Sobald die Transportation kam, wurde aufgeladen und alles fertig gemacht, um früh am Morgen die Reise anzutreten. Gegen fünf Uhr wurde aufgebrochen, als plötzlich Bock Taylor, ein Texas-Desperado, mit seiner Bande erschien, die Wagen anhielt, sechs gute Maultiere ausspannte und sich wieder entfernte. Da wir keine Waffen hatten, so fühlten wir uns nicht angezogen, das Eigentum der Regierung zu verteidigen, sondern machten ruhig den Zuschauer.

Weil uns das Marschieren mit dem Kommando nicht gefiel, so ging ein vierblättriges Kleeblatt, worunter ich mich befand, voraus. Wir schlugen aber aus Versehen den falschen Weg ein, sodass wir am Abend vergeblich auf das Kommando warteten. Es gehen nämlich drei Fahrstraßen von Victoria nach San Antonio. Wir waren auf der einen, während unser Departement auf der anderen war. Da wir die ganze Nacht hätten marschieren müssen, um den Zug zu treffen, so beschlossen wir, auf eigene Faust nach San Antonio vorzurücken. Hunger stellte sich ein und Nachtessen musste herbeigeschafft werden. Da nahm ein unternehmender Geist seine Jacke und verkümmelte sie um verschiedene Fressalien, wovon wir speisten und uns dann zur Ruhe legten.
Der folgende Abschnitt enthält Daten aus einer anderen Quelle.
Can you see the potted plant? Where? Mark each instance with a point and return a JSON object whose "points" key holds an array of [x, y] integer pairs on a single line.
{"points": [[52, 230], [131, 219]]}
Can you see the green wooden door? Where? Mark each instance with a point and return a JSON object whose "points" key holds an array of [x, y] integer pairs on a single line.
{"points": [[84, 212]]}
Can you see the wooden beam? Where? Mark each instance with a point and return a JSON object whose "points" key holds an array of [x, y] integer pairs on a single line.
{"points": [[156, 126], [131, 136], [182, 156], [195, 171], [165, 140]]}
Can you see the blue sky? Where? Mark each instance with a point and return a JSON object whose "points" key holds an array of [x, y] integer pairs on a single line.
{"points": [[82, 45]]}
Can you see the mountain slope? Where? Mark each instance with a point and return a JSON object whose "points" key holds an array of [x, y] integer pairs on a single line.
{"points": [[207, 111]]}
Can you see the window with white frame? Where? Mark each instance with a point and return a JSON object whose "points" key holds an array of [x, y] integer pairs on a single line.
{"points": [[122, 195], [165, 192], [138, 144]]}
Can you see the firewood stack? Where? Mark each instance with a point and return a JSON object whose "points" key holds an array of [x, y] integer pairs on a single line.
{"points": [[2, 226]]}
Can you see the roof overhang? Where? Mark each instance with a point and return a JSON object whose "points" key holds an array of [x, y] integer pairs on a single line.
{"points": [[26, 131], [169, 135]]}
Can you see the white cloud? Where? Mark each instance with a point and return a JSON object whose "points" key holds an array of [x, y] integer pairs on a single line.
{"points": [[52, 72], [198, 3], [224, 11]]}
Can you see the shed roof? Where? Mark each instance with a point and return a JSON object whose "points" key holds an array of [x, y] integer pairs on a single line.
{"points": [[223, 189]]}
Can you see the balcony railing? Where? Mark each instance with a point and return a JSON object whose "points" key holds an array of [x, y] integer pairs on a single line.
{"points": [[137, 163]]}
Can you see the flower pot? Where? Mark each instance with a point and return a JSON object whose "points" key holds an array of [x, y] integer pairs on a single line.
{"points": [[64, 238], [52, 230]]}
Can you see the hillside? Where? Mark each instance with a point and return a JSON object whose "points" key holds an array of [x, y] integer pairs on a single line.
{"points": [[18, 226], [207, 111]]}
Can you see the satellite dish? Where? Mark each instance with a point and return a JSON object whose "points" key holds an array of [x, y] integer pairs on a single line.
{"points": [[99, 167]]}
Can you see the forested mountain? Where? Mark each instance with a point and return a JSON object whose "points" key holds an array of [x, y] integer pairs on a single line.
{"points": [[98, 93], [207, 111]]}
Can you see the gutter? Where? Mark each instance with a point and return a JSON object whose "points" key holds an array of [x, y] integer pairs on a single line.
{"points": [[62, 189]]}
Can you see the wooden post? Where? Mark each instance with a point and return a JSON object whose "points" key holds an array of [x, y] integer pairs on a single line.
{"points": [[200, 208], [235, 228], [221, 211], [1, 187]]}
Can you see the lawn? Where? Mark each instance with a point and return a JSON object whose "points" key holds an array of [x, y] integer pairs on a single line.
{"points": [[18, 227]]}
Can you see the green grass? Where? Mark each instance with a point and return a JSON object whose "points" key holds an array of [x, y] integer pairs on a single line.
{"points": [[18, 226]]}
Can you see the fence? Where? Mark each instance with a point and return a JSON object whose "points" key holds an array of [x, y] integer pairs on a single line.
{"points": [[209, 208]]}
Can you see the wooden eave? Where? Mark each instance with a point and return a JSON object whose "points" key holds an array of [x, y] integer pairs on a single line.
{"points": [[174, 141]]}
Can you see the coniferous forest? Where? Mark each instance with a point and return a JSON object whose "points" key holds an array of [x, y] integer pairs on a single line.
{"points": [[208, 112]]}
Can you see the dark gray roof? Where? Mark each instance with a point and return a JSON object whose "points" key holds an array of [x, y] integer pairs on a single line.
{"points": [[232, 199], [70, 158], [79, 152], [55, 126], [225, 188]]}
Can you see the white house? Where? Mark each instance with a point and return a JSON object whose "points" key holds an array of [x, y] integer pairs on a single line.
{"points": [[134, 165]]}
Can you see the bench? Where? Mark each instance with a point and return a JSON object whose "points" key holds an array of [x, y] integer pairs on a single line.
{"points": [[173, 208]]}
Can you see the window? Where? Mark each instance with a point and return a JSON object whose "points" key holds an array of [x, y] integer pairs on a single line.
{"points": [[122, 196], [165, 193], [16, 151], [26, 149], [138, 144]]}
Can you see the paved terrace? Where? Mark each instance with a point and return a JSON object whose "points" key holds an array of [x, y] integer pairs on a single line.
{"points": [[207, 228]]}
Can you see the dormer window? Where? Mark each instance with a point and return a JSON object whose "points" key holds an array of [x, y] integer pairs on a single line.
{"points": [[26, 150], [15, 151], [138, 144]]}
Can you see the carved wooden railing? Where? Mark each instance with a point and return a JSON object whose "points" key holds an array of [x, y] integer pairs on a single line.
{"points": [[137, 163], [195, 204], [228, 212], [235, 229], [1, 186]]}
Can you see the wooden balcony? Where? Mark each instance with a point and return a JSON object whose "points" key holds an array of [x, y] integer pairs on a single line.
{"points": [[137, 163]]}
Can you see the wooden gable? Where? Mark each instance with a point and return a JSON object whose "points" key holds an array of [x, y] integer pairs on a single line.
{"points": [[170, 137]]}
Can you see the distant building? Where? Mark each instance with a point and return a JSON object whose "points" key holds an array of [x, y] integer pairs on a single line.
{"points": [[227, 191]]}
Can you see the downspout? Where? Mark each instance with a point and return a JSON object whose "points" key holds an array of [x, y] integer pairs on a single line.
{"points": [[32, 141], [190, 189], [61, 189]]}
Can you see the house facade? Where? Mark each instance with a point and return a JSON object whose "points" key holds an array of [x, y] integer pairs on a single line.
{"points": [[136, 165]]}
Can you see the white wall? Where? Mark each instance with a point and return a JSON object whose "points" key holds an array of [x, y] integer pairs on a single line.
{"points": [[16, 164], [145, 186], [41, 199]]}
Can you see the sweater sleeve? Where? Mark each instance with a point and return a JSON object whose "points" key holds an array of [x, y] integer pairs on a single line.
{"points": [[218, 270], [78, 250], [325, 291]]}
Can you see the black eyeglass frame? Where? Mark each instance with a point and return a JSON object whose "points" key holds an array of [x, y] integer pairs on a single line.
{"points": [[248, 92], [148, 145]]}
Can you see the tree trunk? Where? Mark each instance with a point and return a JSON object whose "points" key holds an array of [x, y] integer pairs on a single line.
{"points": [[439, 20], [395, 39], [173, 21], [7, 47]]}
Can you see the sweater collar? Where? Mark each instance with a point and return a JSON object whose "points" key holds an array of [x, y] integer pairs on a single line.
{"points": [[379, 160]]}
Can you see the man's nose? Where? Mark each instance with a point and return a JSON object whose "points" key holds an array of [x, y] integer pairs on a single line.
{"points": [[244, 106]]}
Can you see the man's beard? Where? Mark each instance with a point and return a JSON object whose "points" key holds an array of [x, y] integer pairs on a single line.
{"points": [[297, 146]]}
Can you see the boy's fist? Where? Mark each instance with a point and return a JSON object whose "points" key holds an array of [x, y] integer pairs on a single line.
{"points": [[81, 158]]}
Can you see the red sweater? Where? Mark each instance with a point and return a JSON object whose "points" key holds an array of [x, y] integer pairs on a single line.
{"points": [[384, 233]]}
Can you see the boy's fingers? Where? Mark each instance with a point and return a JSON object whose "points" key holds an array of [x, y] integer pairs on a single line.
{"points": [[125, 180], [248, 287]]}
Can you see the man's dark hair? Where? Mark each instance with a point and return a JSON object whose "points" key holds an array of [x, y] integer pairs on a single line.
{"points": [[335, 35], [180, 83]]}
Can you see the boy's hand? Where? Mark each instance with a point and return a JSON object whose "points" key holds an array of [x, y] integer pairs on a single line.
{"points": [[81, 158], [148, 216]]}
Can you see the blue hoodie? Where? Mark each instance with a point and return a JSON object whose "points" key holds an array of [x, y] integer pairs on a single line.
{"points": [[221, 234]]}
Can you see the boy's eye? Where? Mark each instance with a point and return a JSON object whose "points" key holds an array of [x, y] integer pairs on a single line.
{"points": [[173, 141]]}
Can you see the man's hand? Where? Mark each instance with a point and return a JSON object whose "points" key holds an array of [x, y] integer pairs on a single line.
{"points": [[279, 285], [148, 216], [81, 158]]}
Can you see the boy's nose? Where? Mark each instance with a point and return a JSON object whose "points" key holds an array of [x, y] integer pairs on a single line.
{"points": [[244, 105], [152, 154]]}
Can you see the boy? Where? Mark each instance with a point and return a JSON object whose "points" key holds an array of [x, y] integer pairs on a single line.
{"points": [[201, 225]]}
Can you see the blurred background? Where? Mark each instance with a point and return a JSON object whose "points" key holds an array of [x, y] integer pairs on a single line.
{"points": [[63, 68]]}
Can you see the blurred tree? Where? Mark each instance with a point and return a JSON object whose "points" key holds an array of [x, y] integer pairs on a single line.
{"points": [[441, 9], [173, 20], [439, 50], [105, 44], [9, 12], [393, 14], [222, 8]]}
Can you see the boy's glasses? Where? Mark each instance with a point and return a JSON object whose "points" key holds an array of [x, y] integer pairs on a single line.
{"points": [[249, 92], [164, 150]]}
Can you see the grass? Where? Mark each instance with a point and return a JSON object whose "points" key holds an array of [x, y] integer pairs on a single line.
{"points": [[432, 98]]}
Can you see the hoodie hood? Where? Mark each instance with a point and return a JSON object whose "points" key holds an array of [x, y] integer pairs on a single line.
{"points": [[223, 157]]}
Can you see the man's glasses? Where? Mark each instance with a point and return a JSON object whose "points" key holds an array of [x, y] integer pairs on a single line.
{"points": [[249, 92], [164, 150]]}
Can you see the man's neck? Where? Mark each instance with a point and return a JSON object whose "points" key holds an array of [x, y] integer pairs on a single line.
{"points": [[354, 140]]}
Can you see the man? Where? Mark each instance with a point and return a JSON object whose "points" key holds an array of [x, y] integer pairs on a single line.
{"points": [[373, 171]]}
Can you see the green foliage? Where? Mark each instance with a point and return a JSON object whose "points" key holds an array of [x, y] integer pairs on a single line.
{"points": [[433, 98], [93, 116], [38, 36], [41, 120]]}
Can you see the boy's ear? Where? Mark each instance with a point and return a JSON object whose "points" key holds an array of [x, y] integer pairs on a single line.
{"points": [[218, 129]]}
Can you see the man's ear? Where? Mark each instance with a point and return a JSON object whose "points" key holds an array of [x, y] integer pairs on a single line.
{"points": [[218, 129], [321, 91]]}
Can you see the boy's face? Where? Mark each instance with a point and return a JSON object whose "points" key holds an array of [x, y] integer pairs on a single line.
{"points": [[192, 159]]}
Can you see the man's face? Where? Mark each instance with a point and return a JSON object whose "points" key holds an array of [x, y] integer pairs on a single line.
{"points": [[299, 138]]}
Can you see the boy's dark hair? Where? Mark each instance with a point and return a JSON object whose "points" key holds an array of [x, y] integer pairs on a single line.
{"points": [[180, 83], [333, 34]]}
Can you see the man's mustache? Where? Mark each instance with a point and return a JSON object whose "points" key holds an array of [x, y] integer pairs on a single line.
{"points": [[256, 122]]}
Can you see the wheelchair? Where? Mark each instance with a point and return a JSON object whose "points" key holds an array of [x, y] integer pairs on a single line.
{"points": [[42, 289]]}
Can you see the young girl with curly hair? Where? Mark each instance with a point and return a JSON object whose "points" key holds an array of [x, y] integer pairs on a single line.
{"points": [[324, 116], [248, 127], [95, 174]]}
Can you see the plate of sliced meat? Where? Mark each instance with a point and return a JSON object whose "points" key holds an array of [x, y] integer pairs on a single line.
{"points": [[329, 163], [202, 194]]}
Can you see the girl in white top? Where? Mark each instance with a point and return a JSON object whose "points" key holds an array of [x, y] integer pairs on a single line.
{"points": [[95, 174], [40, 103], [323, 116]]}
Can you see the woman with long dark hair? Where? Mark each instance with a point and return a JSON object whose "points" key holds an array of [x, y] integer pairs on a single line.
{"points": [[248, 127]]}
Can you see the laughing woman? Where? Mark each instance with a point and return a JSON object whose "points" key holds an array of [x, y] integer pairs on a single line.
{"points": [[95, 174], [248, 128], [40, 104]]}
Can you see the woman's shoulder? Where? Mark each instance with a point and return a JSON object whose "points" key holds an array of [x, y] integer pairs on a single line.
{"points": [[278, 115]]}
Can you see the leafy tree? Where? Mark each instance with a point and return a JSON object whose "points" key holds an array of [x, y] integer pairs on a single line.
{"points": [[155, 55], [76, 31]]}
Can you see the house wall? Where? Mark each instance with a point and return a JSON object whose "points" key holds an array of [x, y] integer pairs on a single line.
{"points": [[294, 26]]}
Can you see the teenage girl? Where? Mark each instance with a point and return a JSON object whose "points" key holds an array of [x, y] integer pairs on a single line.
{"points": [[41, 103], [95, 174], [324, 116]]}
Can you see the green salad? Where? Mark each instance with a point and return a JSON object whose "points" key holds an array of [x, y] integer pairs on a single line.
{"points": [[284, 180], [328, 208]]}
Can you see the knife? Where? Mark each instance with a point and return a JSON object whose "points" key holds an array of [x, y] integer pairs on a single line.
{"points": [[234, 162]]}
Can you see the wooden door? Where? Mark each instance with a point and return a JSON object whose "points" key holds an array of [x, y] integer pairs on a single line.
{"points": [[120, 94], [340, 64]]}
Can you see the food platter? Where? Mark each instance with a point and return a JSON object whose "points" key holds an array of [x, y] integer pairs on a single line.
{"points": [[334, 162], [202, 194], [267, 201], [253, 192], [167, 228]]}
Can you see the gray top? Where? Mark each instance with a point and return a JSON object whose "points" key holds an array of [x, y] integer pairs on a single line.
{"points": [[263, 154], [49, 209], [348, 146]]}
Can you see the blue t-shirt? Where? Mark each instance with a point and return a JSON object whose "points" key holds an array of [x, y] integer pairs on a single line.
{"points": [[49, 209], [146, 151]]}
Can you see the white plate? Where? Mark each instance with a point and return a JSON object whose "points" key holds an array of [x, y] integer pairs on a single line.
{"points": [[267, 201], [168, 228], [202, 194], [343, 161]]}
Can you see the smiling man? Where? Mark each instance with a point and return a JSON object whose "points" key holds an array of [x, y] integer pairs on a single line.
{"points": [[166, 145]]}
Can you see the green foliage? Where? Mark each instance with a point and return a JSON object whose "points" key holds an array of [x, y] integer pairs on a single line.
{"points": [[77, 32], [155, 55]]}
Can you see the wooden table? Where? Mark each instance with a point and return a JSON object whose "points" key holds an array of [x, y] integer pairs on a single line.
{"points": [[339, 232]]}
Am nächsten Morgen brachen wir frühzeitig auf und erreichten gegen acht Uhr eine Plantage, wo wieder eine Jacke herhalten musste, um für das Frühstück zu zahlen. Mittags verschwand die dritte und abends die vierte Jacke, sodass wir nun sämtlich in Hemdsärmeln waren. Am nächsten Tag kamen wir an eine Schnapsschänke, wo unser Irländer McGee es nicht übers Herz bringen konnte, vorüberzuziehen. Er verkümmelte seine Hose für eine Flasche Schnaps und einen Sack getrocknetes Fleisch, worauf er, obwohl in ziemlich schmutzigen Unterhosen, doch im Triumph zu uns zurückkehrte. Am San Antonio River wurde für die Nacht Halt gemacht. Ein Teil des Fleisches sowie ein Restlein in der Flasche lieferten ein frugales Abendmahl. Unsere Schuhe und Stiefel waren ausgetragen. So machten wir von den Stiefelröhren Sandalen, welche wir mit Streifen, von unseren Hemden gerissen, befestigten.